Bisphenonal A, or BPA, a potentially toxic chemical used in plastics and the linings of canned food and already banned from use in children’s drinking cups and baby bottles, may soon be declared a reproductive hazard in the state of California. The state’s Office of Environmental Health Hazard Assessment (OEHHA) said it would list the compound as a Proposition 65 chemical under the Safe Drinking Water and Toxic Enforcement Act of 1986.
Proposition 65 was enacted on November 4, 1986 as a voters’ initiative. OEHHA is the lead state entity responsible for its implementation. The act requires businesses to provide a warning when they cause exposure to a chemical listed as known to cause either cancer or reproductive toxicity.
Scientists have long stated that BPA’s estrogen-like components can alter reproductive hormones.

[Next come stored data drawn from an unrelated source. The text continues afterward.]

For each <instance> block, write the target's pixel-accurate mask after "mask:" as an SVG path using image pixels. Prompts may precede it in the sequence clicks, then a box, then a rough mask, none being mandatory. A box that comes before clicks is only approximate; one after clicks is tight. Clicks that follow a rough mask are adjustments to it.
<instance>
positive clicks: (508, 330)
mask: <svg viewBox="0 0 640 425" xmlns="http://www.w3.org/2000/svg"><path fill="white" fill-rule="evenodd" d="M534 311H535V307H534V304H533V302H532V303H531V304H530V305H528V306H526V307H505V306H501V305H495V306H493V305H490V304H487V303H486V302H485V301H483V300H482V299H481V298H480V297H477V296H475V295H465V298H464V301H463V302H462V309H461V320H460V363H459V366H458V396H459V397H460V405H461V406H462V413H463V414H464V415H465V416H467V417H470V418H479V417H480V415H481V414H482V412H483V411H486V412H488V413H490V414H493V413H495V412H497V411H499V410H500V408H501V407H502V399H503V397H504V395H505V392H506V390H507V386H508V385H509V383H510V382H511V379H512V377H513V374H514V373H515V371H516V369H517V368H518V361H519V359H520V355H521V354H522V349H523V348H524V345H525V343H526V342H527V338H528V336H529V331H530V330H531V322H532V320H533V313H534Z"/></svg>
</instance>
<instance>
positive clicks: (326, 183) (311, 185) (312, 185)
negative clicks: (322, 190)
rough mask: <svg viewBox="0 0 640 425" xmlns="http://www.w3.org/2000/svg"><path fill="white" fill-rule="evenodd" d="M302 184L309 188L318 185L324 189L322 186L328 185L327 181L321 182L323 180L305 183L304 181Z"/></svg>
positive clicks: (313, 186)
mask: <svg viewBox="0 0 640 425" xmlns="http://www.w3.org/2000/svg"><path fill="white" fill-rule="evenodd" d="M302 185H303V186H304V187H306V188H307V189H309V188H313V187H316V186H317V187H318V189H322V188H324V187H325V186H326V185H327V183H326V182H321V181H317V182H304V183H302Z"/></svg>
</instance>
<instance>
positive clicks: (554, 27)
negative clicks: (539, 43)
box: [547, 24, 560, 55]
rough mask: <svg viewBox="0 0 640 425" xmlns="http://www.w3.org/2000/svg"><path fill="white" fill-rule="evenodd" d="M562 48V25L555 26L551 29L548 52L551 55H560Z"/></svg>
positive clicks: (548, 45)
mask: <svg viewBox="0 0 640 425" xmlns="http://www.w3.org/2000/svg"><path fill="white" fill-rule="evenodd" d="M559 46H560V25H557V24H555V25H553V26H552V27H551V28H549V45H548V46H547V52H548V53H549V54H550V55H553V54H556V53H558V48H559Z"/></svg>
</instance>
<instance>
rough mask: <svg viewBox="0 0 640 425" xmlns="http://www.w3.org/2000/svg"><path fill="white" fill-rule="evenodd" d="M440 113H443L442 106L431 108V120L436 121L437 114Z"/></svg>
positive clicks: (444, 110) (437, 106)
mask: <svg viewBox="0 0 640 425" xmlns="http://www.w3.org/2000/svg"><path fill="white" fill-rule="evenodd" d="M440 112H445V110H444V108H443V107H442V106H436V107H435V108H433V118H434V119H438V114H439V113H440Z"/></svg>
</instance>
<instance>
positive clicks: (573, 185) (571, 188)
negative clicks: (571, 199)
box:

According to OEHHA, the agency plans to list BPA as known to California to cause reproductive toxicity under Proposition 65 based on the findings of the National Toxicology Program (NTP).
A report by the NTP states, “Although there is no direct evidence that exposure of people to bisphenol A adversely affects reproduction or development, studies with laboratory rodents show that exposure to high-dose levels of bisphenol A during pregnancy and/or lactation can reduce survival birth weight.”
NTP identified eight studies as the basis for the conclusion that there is clear evidence of adverse developmental effects at high doses of BPA in the form of fetal death, a decrease in litter size or a smaller number of live pups per litter in rats and mice, reduced growth in rodents, and delayed puberty in male mice and rates and female rats.
OEHHA is working on setting an acceptable level of exposure to BPA.